'National IT platform' would enable UK to become more competitive, says Cabinet Office adviser

Concept would deliver 'real benefits of open standards'

The government should back a national platform combining back-office functions in order to benefit from open standards, enabling the UK to become a more competitive country, according to ICT futures adviser to the Cabinet Office, Dr Mark Thompson (pictured).

Thompson, who advises deputy government CIO Liam Maxwell, told Computing that such a national platform would bring together back-office functions and save both the private and public sector money in the long-term.

"Instead of individual organisations doing their finance or HR functions by using different technology and business processes, the platform would allow them to do it in the same way. So, for example, many applications are built on ERP modules or CRM tools for human resources, finance and the business - these could be made available on a national platform.

"Organisations are used to paying premium prices for brand names in order to have these tools because currently there is a requirement to have specific standards. [The government] is throwing that out of the window and suggesting how to harness the tremendous power of open standards," he said.

Thompson added that the platform would enable SMEs to do business more cost-effectively as much of the back-office functions could be carried out in the cloud.

He said that, currently, most enterprise computing is "a bit of a mash-up" between case load, desktops and connectivity, and that this does not have to be "procured again and again, hundreds of thousands of times across the country".

"He said that a government-driven national platform could do for UK plc what Amazon has done for web hosting. "Why is it in this country, for UK plc, if you are setting up a business there is not a national platform?" he asked.

Thompson argued that the platform should be a component-based, publicly-owned platform.

"It would not cost very much to develop," said Thompson. The key, he added, is for the government to realise the true potential of open standards.

"The government has to understand the progressive adoption of open standards is about turning IT into a real utility, like electricity, and if you do that then there is no difference between public and private sector IT," he said.
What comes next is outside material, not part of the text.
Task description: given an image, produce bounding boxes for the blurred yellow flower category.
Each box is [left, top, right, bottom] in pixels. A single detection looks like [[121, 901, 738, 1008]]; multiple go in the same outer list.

"That means it does not matter if you are running a vertically integrated business, whether it is HSBC or HMRC, as [the platform] does not discriminate between the public and private sectors it would just say 'the more a business wants to be idiosyncratic and special and do special things, the more you will pay for it'; the market will punish idiosyncrasy.

"The country can then reorganise the way in which government departments or businesses do business around a much more lateral, horizontal and less vertically 'siloed' set of arrangements, and by doing so, the UK can become much more competitive," he said.

Thompson added that the government has made some great strides in its open standards project both in terms of changing the way in which people think about what is possible in IT, and the way in which IT should be procured.

"The Cabinet Office is doing well in looking at the component-based approach and encouraging re-use across government at the architectural level. But my interest is pushing [the open standards project] further than this," he said.

The open standards consultation, a Cabinet Office-led exercise to define open standards for public sector IT, ended on 4 June 2012.

The consultation itself was extended in April by one month following an alleged conflict of interest by one of its "independent facilitators", who was found to be advising Microsoft at the same time.